We suggest that any decision to make available a stock supply of oral steroids for use by parents at home without a concurrent review by a medical professional for asthma exacerbation should be made by the secondary care paediatricians. The BTS/SIGN guidelines on asthma management for children under five years and children aged 5-12 years are shown in Fig 1 and Fig 2 as a quick reference guide.
Management of acute exacerbations Acute exacerbation of asthma often triggers a consultation with a health professional. The mainstay of management of acute exacerbation involves addressing the bronchospasm and ruling out infective causes during an acute episode.
Mild to moderate exacerbations of asthma in children with oxygen saturations >94% in air and who are clinically well may be managed with regular bronchodilator therapy via a spacer device with up to 10 puffs of salbutamol pMDI as required. The need to use bronchodilators more often than 4-hourly should be considered as a sign of deterioration in clinical status and the child should be referred or parents advised to take the child to hospital.
Specialist secondary care management is not within the realms of this article. However, as a general approach this involves stepwise escalation of therapy. This starts with regular use of inhaled bronchodilator therapy (sometimes as often as hourly) via a spacer device (even if the child normally does not use one at home). This may be escalated to regular nebulised bronchodilators and oral steroids.3 Children with severe or life-threatening asthma exacerbation may need intravenous bronchodilators (salbutamol and/or aminophylline) and intravenous steroids. Magnesium sulphate – which has demonstrated variable improvement in patients with severe airflow limitation who are unresponsive to standard treatment with beta agonist, anticholinergic, and corticosteroid medications – does have a role in some cases but should be used with support from intensive care.

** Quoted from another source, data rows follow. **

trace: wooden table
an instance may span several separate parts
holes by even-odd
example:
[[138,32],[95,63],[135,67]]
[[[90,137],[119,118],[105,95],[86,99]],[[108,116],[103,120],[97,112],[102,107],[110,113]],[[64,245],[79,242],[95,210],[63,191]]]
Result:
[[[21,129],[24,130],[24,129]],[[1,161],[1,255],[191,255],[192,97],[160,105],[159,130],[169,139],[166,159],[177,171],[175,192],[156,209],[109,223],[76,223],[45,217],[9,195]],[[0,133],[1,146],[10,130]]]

Asthma in children has long-term health implications. A flexible approach is necessary while managing asthma in primary care. Once a diagnosis of asthma is established, judicious use of therapeutic trials via a spacer device should enable successful management of most children in the community. An individualised written management plan should be given to the families, and monitoring should be carried out, preferably by asthma nurse specialist in general practice. BTS/SIGN guidelines should be used for the management of asthma in a child. Education and support for parents are of utmost importance to improve the adherence to treatment of asthma in children.